A 'When to Eat' Scale

I used to eat until I was full and a few hours later, I'd eat again and again and again and I would live most of my days feeling full. I thought that was what I was supposed to do. When meal time came around, I used to eat because the clock told me so. I'd finish my food because I wasn't supposed to let it go to waste. I'd look forward to a dessert because that was a trained part of the meal too. I'd eat dessert even if I was full and my brain told me this was good. What were the results? For me it led to chub in all the right places for most of my adult years, not a lot (thanks to genetics) but more than I wanted. It wasn't until my late 30s that I started to change my perspective for the better with a few exceptions (haha to some weird habits my wife hates). I began to save food, all the time and this was good for me but not for my wife. I'd save the crust on the sandwiches my wife would cut off for the kids. I'd clean up the dinner dishes and I'd scrape the kid's left overs into tupperware for lunch the next day. I know this is grossing many of you out. I am a weird duck, I know. I am not suggesting that you should be excessive in this saving habit but there is a more general suggestion soon. Keep reading. . . but one more funny example of my weirdness and then substance will follow. My mother-in-law likes to tease me about one specific saving incident for which she reminds me almost yearly. I was sweeping up the crumbs from the floor and I saw that my kid had dropped a chicken nugget that was now in the pile of dust. So what did I do? I threw it in the trash right? Nope. I picked that nugget out of the food, washed it off and ate it. 🙂 What is wrong with that? I washed off all the dirt and restored it to goodness, but for my family I had crossed over a line that I have not been able to recover from in all these years. I'll admit to that. This has now become part of the info that my mother-in-law shares when she introduces me or when we get in to one of those "Do you remember . . ." family chats over the holidays.
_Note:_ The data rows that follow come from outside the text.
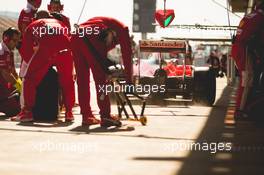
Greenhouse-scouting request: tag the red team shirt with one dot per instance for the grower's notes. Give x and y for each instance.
(6, 62)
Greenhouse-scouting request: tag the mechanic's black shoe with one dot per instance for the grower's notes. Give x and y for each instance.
(110, 121)
(241, 116)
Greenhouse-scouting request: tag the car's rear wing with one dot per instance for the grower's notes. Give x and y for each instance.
(163, 46)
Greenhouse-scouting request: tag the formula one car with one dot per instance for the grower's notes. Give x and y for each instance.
(168, 65)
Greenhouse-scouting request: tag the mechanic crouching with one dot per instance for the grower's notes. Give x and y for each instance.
(90, 52)
(51, 50)
(9, 81)
(246, 49)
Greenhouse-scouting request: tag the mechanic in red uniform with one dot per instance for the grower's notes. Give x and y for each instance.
(55, 6)
(250, 27)
(26, 15)
(108, 32)
(8, 75)
(52, 49)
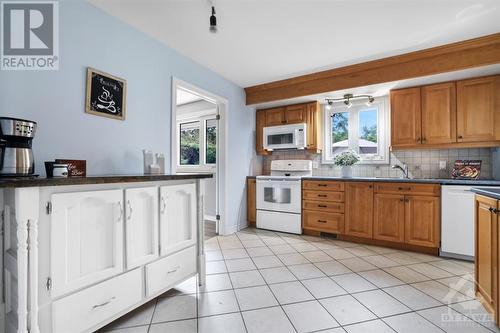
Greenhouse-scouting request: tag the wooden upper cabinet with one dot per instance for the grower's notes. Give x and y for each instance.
(478, 109)
(260, 123)
(275, 116)
(295, 114)
(439, 121)
(422, 220)
(389, 217)
(486, 255)
(359, 209)
(314, 127)
(405, 117)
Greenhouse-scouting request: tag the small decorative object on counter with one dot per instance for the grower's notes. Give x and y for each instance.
(466, 169)
(56, 170)
(76, 168)
(154, 164)
(346, 160)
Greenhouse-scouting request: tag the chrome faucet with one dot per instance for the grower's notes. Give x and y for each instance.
(403, 168)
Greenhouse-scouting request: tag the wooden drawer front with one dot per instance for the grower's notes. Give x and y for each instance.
(322, 185)
(332, 207)
(83, 311)
(408, 188)
(321, 221)
(170, 270)
(323, 196)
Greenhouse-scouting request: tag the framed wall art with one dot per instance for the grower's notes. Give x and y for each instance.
(106, 95)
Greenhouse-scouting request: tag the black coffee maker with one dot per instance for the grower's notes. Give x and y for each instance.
(16, 155)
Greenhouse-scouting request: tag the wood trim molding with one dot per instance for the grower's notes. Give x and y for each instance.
(466, 54)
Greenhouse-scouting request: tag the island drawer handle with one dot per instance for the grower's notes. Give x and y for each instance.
(174, 270)
(103, 304)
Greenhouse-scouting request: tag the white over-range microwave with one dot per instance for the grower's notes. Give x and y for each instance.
(291, 136)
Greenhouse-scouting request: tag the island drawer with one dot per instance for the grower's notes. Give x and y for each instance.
(323, 185)
(408, 188)
(332, 207)
(322, 221)
(323, 196)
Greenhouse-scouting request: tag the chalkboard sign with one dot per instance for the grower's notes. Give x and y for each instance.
(106, 95)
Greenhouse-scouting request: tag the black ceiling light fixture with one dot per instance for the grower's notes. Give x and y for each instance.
(213, 21)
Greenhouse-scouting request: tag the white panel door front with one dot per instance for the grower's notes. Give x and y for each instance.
(141, 225)
(177, 217)
(86, 238)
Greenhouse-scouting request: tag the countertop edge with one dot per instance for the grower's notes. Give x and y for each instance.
(93, 180)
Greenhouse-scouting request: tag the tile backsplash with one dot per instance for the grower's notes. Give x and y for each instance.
(421, 163)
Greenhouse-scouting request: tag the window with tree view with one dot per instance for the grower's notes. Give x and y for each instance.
(360, 128)
(190, 143)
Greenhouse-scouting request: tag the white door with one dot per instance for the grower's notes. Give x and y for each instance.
(141, 225)
(178, 215)
(86, 238)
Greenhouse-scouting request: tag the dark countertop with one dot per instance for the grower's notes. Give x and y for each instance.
(488, 192)
(442, 181)
(101, 179)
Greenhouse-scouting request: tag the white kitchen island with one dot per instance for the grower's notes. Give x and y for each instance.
(80, 252)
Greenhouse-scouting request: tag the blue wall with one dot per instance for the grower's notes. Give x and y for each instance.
(56, 100)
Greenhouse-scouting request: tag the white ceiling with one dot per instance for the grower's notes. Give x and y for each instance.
(265, 40)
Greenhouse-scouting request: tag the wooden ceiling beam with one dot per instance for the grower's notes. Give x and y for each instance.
(466, 54)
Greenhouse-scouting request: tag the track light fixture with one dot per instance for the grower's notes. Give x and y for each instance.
(347, 100)
(213, 21)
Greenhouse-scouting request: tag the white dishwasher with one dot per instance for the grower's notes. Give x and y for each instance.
(457, 222)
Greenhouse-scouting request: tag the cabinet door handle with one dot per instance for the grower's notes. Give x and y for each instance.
(130, 210)
(163, 205)
(121, 211)
(176, 268)
(103, 304)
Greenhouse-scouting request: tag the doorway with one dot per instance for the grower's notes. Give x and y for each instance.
(198, 132)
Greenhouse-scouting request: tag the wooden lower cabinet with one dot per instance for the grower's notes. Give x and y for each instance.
(359, 209)
(487, 254)
(422, 215)
(322, 221)
(251, 201)
(389, 217)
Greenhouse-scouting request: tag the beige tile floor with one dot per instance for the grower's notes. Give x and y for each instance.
(261, 281)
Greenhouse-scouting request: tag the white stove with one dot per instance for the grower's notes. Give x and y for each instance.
(279, 198)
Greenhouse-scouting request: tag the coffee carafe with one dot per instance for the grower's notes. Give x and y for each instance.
(16, 156)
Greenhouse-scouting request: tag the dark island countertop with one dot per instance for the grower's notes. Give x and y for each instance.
(100, 179)
(442, 181)
(488, 192)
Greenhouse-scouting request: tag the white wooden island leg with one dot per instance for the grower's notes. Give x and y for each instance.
(27, 201)
(201, 234)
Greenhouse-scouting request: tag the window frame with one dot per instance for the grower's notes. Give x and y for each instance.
(383, 130)
(202, 166)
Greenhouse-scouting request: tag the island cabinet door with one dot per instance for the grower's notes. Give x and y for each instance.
(86, 238)
(178, 215)
(141, 225)
(486, 250)
(422, 220)
(359, 209)
(389, 217)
But back to the point. In addition to saving food, I would eat when I was hungry and not based on the clock and then about 2 years ago I was given a new paradigm about eating that drives my behavior to this day. It was explained by a professional nutritionist who came to our work. Here is what she explained using a 1-10 eating scale to measure hunger and satiation. Let me give some definition to basic numbers in this scale.

  1. Starving and without energy.
  2. Hungry and looking forward to eating, but energy levels are still fine.
  3. Satiated and comfortable,
  4. Full and feeling uncomfortable and maybe I should take a nap.
  5. Stuffed and needing to lay down or stretch out and feeling pain.

Typical Pattern

She said most of us live between a 5 and a 7 on the eating scale. When it is meal time we eat because the clock says so. We don't have a strong need to eat, but we do because we are programmed to and most of us like the taste of food and so we do. We fill up a full plate and we eat the whole thing which is more than we need but we are making sure to avoid hunger. Feeling full in our heads is better than feeling hunger. Most of us never want to feel hunger for too long. Per the nutritionist this bouncing back and forth between 5 and 7 means that we always have more calories in our belly than we need.

A Better Pattern

Alternatively to maintain a healthy weight, we should shift our patterns so that we eat when we are a 3 and we stop when we are a 5. This leads to different thinking. We become okay with moderate hunger in between meals and we instead decide when to eat based on our energy levels. If we have energy still we are okay but when we feel an imminent drop in energy, then we eat. If we pay attention to our feelings, we stop when the hunger goes away at a 5. We aren't necessarily full but the pain of hunger is gone. Now if you are like me this is a hard point to stop eating. For some reason if I am honest with myself, I worry about the hunger that isn't too far off. I've felt  the feeling and I used to tell myself that hunger was bad - don't let it happen. I would tell myself that the next meal was a long way away and that I better add some food to my belly so I can "make it to the next one" as if I wasn't going to make it to the next meal as if I were packing extra supplies for a long journey and would need those reserves. But who am I kidding. I have never gone without food so long that I can't take that next step to the fridge. No, that isn't my problem but in the past I would often feel like it could be. Perhaps this is a genetic tendency passed on by our ancestors who hundreds of years ago may have faced life threatening hunger. For me starvation isn't a reality and so I need to shift my mindset from being full to that point when the hunger is gone. What have the results been? Well it has been most remarkable to use this new 'when to eat' scale to monitor my food. What do you think? Is this how you operate or is there a better model?